“We’re the mass shooting generation. I was born months after Columbine. I’m 17 years old and we’ve had 17 years of mass shootings,” Kasky said.
As a teacher educator, I am fortunate to maintain professional and personal relationships with wonderful early-career educators. But here are a couple stories from one young teacher I’d rather not tell.
First, this early-career teacher has distinguished herself already; in many ways, she represents the very best of who we all want to be teaching students. But at a recent meeting about pay and benefits next year, she was informed that the slight raise she was anticipating would be negated by new retirement deductions.
Her response: “I love to teach, but I know a day is coming when the negatives outweigh the benefits, and I just won’t be able to do this any more.” She added that this moment seemed to be coming sooner rather than later, that she wasn’t going to be a martyr.
As an English teacher, she also has been struggling with her canon: the steady drip, drip, drip of male authors exposed for sexual harassment and abuse—Garrison Keillor, J.D. Salinger, Sherman Alexie.
As she has confronted these issues, and stopped assigning those writers, she has witnessed students come against a very troubling reality; one student noted in class, “Everybody we read has committed sexual harassment.”
These two moments represent the professional weight of being a teacher—issues about pay and benefits as well as pedagogy.
Now, let’s mix in something that may prove even more daunting.
At the sparsely attended walk out on my campus, one student showed up with a sign: “I am scared to be an Ed Major.”
The very real specter of schooling as a place in which students and teachers must be vigilant about safety, about the possibility of being shot; the very real specter of calls for turning schools into fortresses, with teachers armed like prison guards.
As David Edwards reports, students increasingly see attending school not as a place of learning, but a place to survive:
“It’s really scary,” the organizer added. “This is a turning point. Things really have to change. We won’t tolerate it. We won’t tolerate being scared to come into school. We won’t tolerate having to stay out of school because we’re scared. It has to change. We can’t be hunted.”
[MSNBC’s Ron] Allen observed that “hunted” was a “powerful word” to use in this context.
“I think that it’s become obvious that we’re the victims,” the girl insisted. “That we are the ones that are going to die if this continues. So I think that we have to fight to at least say that we don’t want to die.”
For decades now, many of us in education who believe in the possibility of universal public education have feared the death of teaching and learning, but we have imagined that coming from policy, free market and accountability approaches to so-called reform.

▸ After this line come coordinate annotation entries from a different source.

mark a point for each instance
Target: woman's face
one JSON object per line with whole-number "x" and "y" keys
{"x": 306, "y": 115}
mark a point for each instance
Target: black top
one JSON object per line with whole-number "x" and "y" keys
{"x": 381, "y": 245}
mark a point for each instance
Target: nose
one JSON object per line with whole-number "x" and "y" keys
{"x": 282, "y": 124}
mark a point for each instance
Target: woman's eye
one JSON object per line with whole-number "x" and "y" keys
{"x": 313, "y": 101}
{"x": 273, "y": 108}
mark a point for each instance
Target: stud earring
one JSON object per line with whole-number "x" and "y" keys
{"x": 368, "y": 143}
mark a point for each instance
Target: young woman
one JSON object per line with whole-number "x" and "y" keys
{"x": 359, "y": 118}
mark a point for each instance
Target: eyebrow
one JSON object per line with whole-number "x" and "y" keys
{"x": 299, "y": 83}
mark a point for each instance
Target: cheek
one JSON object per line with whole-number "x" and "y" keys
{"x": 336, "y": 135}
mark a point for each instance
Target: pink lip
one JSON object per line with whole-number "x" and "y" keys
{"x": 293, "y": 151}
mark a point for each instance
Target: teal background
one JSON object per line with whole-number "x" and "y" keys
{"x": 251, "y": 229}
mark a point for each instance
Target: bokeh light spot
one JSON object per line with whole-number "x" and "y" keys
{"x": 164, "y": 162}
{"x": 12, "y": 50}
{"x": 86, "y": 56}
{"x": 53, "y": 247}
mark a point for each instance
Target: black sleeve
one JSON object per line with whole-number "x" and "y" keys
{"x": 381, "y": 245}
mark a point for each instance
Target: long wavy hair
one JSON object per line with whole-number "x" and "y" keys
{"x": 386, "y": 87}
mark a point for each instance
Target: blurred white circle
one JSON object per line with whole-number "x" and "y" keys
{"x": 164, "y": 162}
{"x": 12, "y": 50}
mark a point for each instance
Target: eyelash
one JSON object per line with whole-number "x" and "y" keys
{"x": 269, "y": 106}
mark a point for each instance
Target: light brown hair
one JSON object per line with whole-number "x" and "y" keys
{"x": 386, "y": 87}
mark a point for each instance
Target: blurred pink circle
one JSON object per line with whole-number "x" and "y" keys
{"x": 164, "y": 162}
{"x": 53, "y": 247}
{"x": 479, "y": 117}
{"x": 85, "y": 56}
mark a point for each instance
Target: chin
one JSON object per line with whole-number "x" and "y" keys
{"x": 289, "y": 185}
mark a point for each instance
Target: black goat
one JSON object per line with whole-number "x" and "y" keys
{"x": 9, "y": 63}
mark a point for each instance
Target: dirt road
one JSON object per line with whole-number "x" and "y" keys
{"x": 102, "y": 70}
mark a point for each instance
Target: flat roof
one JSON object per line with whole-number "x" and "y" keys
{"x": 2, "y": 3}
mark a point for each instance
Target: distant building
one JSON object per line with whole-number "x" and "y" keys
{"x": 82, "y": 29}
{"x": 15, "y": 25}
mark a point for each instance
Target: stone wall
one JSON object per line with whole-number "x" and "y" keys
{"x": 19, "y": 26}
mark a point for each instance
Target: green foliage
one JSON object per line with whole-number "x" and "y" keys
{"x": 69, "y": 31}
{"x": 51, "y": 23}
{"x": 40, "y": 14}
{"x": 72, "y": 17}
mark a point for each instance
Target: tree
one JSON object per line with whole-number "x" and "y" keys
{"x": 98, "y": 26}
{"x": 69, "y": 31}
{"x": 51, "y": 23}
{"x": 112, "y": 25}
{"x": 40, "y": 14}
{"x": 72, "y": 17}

But something more sinister is happening: Schools have always labored under the weight of the communities they serve, and teaching and learning is now dying a slow and horrible death because of America’s gun culture combined with those bureaucratic monsters many of us were mostly pointing to.
In America, our students and teachers have become martyrs for our misguided politics and ideology—from abdicating teaching and learning to the standards and testing industry, to literally sacrificing lives in the name of gun lust.
Some of us have feared the death of public schools, the death of teaching and learning. Our outcry for decades now may have seemed like hyperbole—or to some, self-interested whining.
But now we are watching both the literal and figurative death of teaching and learning, and too many think the best recourse is doubling down on all the ways this death has come about.
As more and more teachers and students declare that they will not be martyrs, what role will the rest of us take—in their defense or to their demise?